/GGDMS

Distributed order statistic selection with GPUs

Primary LanguageHTML

/* Copyright 2012 Emircan Uysaler, Jeffrey Blanchard, Erik Opavsky
 * Copyright 2011 Russel Steinbach, Jeffrey Blanchard, Bradley Gordon,
 *   and Toluwaloju Alabi
 *   Licensed under the Apache License, Version 2.0 (the "License");
 *  you may not use this file except in compliance with the License.
 *  You may obtain a copy of the License at:
 *
 *     http://www.apache.org/licenses/LICENSE-2.0
 *     
 * Unless required by applicable law or agreed to in writing, software
 * distributed under the License is distributed on an "AS IS" BASIS,
 * WITHOUT WARRANTIES OR CONDITIONS OF ANY KIND, either express or implied.
 * See the License for the specific language governing permissions and
 * limitations under the License. 
 */

GGMS: Grinnell GPU Multi-Selection
All original work done for this project is licensed under the Apache 2.0
license. This project is built on the GGKS project of Alabi, Blanchard, 
Gordon, and Steinbach.


 ************************************************************************
 ************************************************************************
 ********************** LIBRARIES ***************************************
 ************************************************************************
 ************************************************************************

 THRUST: a variety of thrust primitives are used throughout GGMS, so it is
 necessary to have a copy downloaded. For convenience a copy has been
 included. 


 ************************************************************************
 ************************************************************************
 **********************  bucketMultiSelect ******************************
 ************************************************************************
 ************************************************************************


 bucketMultiSelect: The source code for bucketMultiSelect is provided in 
 bucketMultiSelect.cu. It is named as we conceptually place elements into
 buckets, determine which bucket contains the desired order statistics,
 reduces the problem to only those buckets containing desired order statistics,
 and extract the desired order statistics by sorting the reduced vector.
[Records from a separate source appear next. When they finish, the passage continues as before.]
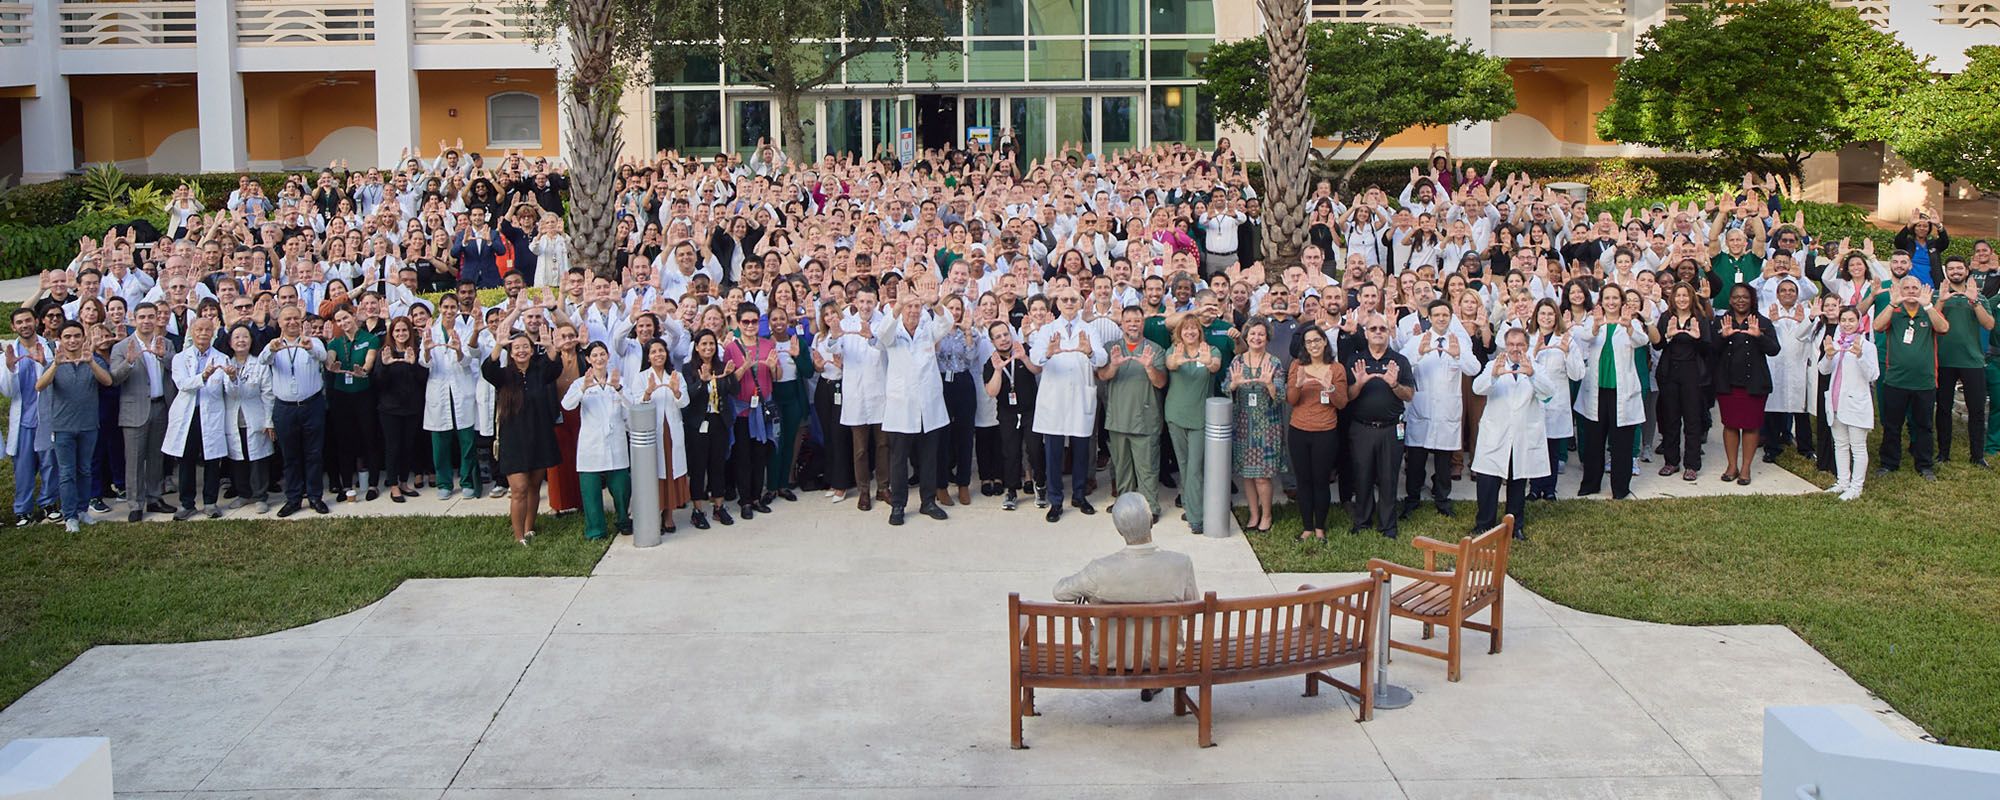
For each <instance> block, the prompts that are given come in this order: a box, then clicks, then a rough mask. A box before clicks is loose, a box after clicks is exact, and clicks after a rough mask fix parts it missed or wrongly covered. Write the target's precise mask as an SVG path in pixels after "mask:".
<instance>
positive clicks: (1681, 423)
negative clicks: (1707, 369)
mask: <svg viewBox="0 0 2000 800" xmlns="http://www.w3.org/2000/svg"><path fill="white" fill-rule="evenodd" d="M1656 398H1658V400H1656V404H1658V412H1660V448H1662V450H1660V456H1662V458H1666V462H1668V464H1680V466H1684V468H1688V470H1700V468H1702V442H1708V406H1710V404H1712V402H1714V392H1710V390H1706V388H1702V386H1700V384H1698V382H1694V378H1692V376H1690V378H1682V376H1674V378H1672V380H1662V382H1660V394H1658V396H1656ZM1600 408H1602V406H1600Z"/></svg>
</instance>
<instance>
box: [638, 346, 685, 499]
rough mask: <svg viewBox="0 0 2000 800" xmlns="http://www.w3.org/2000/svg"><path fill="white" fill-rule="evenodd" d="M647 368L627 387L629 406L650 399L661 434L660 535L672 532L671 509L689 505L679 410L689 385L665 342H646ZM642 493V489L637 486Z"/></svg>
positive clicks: (670, 351)
mask: <svg viewBox="0 0 2000 800" xmlns="http://www.w3.org/2000/svg"><path fill="white" fill-rule="evenodd" d="M644 346H646V368H644V370H640V372H636V374H634V376H632V378H630V380H628V384H630V388H626V392H628V394H630V400H632V404H640V402H648V400H652V416H654V420H652V422H654V430H658V432H660V446H658V448H654V450H656V452H658V464H656V470H658V472H654V474H658V476H660V532H666V534H672V532H674V510H676V508H680V506H686V504H688V448H686V444H684V442H686V436H684V426H682V418H680V416H682V408H688V386H686V384H684V382H682V380H680V372H678V370H674V346H672V344H666V340H660V338H654V340H646V342H644ZM640 490H644V486H640Z"/></svg>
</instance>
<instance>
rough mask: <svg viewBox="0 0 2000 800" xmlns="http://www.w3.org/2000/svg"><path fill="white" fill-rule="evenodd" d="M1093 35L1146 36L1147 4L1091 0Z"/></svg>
mask: <svg viewBox="0 0 2000 800" xmlns="http://www.w3.org/2000/svg"><path fill="white" fill-rule="evenodd" d="M1090 32H1092V34H1144V32H1146V4H1144V2H1140V0H1090Z"/></svg>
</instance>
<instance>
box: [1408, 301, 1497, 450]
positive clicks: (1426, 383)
mask: <svg viewBox="0 0 2000 800" xmlns="http://www.w3.org/2000/svg"><path fill="white" fill-rule="evenodd" d="M1424 340H1430V342H1432V344H1436V342H1438V340H1444V342H1446V346H1444V348H1434V350H1430V352H1426V354H1422V356H1418V354H1416V350H1418V346H1420V344H1422V342H1424ZM1454 340H1456V342H1458V356H1452V354H1450V350H1446V348H1450V342H1454ZM1402 354H1404V358H1408V360H1410V370H1414V372H1416V396H1412V398H1410V404H1408V408H1404V422H1406V424H1408V438H1406V440H1404V446H1410V448H1424V450H1446V452H1452V450H1458V444H1460V440H1462V436H1464V432H1462V428H1464V386H1462V384H1460V376H1470V374H1480V360H1478V358H1474V356H1472V338H1468V336H1466V334H1464V332H1462V330H1460V328H1458V326H1452V328H1446V330H1444V332H1442V334H1440V332H1422V334H1416V336H1410V342H1408V348H1404V350H1402Z"/></svg>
 The details of the algorithm are provided in the following paper:
 
 Selecting Multiple Order Statistics with a Graphics Processing Unit
 Jeffrey D. Blanchard, Erik Opavsky, and Emircan Uysaler
 Submitted, 2013.
 Online [Available]: www.math.grinnell.edu/~blanchaj/Research/SMOSGPU.pdf

 Any work which uses this algorithm, software, or derivatives of this 
 software should cite the above paper.

 Note:

 1. naivebucketMultiSelect: this algorithm is included in the package, but
 is not executed by default.  The algorithm does not utilize the kernel
 density estimator to define buckets concentrated at the density of the 
 values in the vector.  Instead, it generates equal sized buckets from
 the minimum to maximum value in the vector.  To include this function
 in tests, change the last 0 to 1 in every instance of

 algorithmsToRun[NUMBEROFALGORITHMS]= {1, 1, 0};

 that appears in the code.  You are likely to see an improved performance
 on vectors with uniformly distributed elements, and significantly degraded
 performance on vectors from other distributions.
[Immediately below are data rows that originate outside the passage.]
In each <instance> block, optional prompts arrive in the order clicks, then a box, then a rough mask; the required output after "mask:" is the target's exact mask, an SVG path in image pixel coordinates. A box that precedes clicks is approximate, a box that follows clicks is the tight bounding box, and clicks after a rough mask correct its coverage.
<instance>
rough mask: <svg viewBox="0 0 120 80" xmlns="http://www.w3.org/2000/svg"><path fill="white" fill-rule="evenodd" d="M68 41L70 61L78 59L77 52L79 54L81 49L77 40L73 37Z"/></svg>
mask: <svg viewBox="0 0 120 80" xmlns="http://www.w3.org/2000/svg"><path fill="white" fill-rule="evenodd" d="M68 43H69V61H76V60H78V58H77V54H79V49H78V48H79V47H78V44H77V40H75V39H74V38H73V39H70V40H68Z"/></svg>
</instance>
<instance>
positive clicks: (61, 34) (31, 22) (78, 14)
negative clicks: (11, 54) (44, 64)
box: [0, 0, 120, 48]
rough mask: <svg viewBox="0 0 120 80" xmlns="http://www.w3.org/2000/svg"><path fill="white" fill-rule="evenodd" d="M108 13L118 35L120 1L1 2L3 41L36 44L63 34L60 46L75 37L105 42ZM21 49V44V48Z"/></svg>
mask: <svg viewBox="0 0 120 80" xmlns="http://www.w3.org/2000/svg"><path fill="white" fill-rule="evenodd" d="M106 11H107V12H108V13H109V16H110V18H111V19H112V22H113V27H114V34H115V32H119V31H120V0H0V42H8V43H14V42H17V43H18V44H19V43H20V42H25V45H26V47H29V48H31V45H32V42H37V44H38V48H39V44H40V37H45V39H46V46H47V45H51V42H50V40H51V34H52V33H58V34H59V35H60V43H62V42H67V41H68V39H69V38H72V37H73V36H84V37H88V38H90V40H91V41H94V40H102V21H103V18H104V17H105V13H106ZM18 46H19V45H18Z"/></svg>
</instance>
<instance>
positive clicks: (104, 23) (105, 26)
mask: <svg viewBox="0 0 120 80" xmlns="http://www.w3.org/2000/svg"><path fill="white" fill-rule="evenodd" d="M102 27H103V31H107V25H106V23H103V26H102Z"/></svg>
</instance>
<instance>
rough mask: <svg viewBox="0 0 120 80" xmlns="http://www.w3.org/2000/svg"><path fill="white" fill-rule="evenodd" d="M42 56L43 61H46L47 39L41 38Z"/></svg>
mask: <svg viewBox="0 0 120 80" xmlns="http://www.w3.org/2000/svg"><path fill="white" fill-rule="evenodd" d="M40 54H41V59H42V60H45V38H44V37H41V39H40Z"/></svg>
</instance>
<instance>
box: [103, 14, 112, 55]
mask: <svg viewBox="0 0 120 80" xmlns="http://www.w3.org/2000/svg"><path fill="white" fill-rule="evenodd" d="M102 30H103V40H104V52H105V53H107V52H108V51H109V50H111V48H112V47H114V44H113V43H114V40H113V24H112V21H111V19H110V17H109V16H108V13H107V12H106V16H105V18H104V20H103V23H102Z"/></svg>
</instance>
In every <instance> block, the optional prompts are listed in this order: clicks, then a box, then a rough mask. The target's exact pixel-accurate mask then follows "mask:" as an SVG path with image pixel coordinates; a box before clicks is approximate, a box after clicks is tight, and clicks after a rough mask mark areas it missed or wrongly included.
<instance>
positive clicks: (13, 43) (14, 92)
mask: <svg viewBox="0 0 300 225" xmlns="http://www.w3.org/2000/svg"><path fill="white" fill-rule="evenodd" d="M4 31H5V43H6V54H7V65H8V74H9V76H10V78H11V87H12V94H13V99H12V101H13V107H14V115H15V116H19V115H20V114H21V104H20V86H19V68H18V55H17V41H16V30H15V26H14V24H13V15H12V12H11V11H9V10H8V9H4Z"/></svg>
 ************************************************************************
 ************************************************************************
 ********************** COMPILING THE CODE  *****************************
 ************************************************************************
 ************************************************************************

 There are a variety of functions which generate executables.  All executables
 can be compiled using the included MAKEFILE.  You must ensure the all path
 variables are set appropriately for your machine.  The MAKEFILE is designed
 for a Linux operating system.  For other operating systems, you must create
 your own MAKEFILE or compile the functions individually.

 To compile the functions for testing user specified problems compile 
 compareMultiSelect, analyzeMultiSelect, and realDataTests by running

 >> make all

 To compile the functions used to generate the data for the paper 
 "Selecting Multiple Order Statistics with a Graphics Processing Unit",
 run

 >> make allSMOS

 See the MAKEFILE for compiling specific files.


 ************************************************************************
 ************************************************************************
 ********************* RUNNING TESTS, GENERATING DATA *******************
 ************************************************************************
 ************************************************************************

 Idividual Testing:
 To run a user defined set of tests, utilize
 
 >> ./compareMultiSelect 

 to generate timing data compared to sorting the vector with thrust::sort. 
 The executable will prompt you for input.

 To indentify the maximum number of order statistics bucketMultiSelect
 can acquire in the time required for sort&choose, utilize

 >> ./analyzeMultiSelect

 The executable will prompt you for input.

 Tests for generating data in the paper:
 To run the tests for the paper, execute each of the files beginning with
 SMOS:
 >> ./SMOSanalyze
 >> ./SMOStimingsOSDistrAll
 >> ./SMOStimingsDistrUniform
 >> ./SMOStimingsTableData
 >> ./SMOStimingsVectorGrowth

 Running all of these programs in the current settings will take approximately
 12 hours on a Tesla C2070.  The majority of the time is spent on vectors
 larger than 2^(26).  To run a subset of the tests, simply change the ranges
 in the SMOS*.cu files prior to compilation.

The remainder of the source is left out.